Monday, December 10, 2007

The Young Stars of "The Kite Runner" Moved To A Secret Location After Receiving Death Threats



The Young Stars of "The Kite Runner" Moved To A Secret Location After Receiving Death Threats

By Steven Zeitchik

LOS ANGELES (Hollywood Reporter) - The young stars of "The Kite Runner" may have been moved to a secret location after receiving death threats, but now the tricky part really begins for the film's distributor: Packaging a foreign-language movie with weighty themes and no stars as a mainstream release.

The DreamWorks production, which is being released through Paramount Vantage, the Afghanistan- and U.S.-set tale opens Friday in limited release before expanding during the coming weeks.
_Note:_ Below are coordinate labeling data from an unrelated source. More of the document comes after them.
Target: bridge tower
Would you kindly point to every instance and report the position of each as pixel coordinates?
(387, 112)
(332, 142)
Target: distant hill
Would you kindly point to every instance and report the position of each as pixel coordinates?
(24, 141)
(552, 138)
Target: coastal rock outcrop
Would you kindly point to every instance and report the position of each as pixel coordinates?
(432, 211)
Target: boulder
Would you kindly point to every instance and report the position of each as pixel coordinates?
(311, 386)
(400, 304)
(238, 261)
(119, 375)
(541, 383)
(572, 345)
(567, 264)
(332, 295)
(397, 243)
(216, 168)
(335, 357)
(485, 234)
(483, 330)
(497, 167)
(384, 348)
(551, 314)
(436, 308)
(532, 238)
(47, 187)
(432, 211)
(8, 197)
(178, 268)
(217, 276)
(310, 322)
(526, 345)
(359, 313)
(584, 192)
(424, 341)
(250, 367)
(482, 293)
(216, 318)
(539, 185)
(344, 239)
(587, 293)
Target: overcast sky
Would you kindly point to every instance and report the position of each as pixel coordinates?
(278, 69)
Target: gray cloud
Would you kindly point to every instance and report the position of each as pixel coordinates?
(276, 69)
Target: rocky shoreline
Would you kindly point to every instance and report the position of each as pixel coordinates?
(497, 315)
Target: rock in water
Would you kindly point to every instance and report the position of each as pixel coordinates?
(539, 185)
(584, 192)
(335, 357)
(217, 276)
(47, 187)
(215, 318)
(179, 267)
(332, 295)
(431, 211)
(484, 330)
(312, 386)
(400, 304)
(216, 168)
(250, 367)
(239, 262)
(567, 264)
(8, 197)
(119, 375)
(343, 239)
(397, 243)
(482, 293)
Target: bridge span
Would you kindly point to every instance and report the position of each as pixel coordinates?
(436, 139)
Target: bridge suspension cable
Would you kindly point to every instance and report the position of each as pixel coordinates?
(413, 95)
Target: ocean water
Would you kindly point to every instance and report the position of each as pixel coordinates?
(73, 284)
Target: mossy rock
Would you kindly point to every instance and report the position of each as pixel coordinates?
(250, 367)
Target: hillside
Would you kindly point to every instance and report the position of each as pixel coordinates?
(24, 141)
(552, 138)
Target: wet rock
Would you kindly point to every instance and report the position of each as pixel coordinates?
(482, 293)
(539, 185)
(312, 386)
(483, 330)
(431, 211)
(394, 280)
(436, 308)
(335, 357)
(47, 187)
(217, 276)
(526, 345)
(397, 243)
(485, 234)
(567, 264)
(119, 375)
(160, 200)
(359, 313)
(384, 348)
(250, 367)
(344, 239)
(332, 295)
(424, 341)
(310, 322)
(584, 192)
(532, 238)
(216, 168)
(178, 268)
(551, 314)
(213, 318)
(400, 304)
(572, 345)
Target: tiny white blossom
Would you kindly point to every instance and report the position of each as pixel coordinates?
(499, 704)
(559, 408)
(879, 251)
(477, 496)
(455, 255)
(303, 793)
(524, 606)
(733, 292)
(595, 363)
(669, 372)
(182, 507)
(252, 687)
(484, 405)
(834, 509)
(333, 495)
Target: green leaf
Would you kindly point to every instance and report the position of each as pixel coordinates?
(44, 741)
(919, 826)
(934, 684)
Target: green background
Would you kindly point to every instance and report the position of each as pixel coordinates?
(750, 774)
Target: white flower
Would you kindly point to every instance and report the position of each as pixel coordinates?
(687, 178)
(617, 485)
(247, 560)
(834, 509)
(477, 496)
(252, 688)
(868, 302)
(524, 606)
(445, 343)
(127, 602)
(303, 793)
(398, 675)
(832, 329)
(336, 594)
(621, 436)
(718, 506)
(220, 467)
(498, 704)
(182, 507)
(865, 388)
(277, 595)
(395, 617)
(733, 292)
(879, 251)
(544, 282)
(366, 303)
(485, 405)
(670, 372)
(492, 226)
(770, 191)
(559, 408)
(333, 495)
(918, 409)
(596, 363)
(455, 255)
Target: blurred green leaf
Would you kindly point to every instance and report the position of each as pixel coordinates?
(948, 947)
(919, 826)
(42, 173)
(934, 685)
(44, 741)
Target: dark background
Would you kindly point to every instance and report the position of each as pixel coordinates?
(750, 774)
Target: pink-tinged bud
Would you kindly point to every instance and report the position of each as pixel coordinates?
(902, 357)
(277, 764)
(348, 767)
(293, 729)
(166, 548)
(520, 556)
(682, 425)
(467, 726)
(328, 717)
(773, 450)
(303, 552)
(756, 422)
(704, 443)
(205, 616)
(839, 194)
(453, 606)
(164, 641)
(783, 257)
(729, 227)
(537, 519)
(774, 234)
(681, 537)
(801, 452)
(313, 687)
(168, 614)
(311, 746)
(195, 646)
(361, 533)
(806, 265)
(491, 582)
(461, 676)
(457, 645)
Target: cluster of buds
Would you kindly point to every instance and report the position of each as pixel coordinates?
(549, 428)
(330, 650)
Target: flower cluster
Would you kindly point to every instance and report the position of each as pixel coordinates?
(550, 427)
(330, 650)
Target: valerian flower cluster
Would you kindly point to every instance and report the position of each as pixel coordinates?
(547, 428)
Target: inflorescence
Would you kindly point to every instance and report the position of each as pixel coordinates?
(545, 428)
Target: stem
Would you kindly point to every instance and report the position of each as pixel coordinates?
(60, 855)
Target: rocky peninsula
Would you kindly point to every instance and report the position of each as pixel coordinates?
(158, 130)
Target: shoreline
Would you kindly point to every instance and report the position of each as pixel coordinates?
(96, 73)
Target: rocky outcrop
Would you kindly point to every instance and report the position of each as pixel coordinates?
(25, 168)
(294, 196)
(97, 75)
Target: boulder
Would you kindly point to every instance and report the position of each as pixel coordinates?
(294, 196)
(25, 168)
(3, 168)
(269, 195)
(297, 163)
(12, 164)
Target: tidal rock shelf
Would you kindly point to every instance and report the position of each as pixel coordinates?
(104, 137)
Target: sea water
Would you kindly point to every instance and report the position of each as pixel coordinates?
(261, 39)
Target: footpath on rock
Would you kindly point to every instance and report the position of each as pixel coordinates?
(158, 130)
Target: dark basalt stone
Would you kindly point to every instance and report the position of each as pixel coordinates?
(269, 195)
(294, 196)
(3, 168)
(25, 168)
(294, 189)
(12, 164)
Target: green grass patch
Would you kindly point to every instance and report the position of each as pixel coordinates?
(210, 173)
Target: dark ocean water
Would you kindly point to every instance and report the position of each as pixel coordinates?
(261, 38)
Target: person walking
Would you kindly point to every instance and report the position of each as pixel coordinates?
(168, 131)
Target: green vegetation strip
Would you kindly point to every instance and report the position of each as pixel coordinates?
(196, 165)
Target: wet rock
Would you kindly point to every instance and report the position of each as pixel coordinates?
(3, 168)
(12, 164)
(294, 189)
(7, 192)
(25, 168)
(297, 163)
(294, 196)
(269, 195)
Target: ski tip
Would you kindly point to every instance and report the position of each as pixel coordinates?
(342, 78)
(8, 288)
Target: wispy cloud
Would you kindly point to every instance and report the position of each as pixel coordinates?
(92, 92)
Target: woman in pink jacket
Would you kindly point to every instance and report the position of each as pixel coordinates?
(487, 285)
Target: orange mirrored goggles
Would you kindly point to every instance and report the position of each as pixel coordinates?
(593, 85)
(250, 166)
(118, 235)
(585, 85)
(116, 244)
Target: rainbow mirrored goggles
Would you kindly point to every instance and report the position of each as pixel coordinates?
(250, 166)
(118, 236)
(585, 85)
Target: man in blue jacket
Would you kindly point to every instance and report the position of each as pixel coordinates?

And it poses one of the most fraught challenges of any movie this fall as Paramount Pictures' specialty division tries to turn what was an unlikely best-seller about friendship and ethnic strife into a big-screen blockbuster.

Hovering over it is a Vantage release from earlier in the year, "A Mighty Heart," which took on a similar part of the world with more obvious commercial elements (Angelina Jolie and a ubiquitous Mariane Pearl) but earned just $15 million at the box office.

The result has been to make "Kite Runner" a marketing anomaly, with the company taking a grassroots approach that has focused on elements most major rollouts ignore.
It has hosted dozens of screenings for book clubs and in the heartland (literally, in the case of the Heartland Film Festival in Indianapolis); has embraced an unusual publicity figure in Khaled Hosseini, who wrote the book on which the movie is based; and thrown fundraisers with Afghani expats.

Vantage has embarked on its campaign with a dearth of TV spots and trailers. "The English-language portions of the film don't lend themselves to clips, and the Dari (language) will put some people off, so word-of-mouth is all you have," said one executive with knowledge of the campaign.

Or as an executive at another studio said: "The only thing you can do with a movie like this is screen the hell out of it."

In a way, Vantage was put in this position because of circumstances beyond its control. Eager to avoid the wide release of "Mighty Heart," the company planned a slow burn for the Marc Forster picture, with "Kite Runner" slotted for an early November opening and then carefully rolling out through year's end.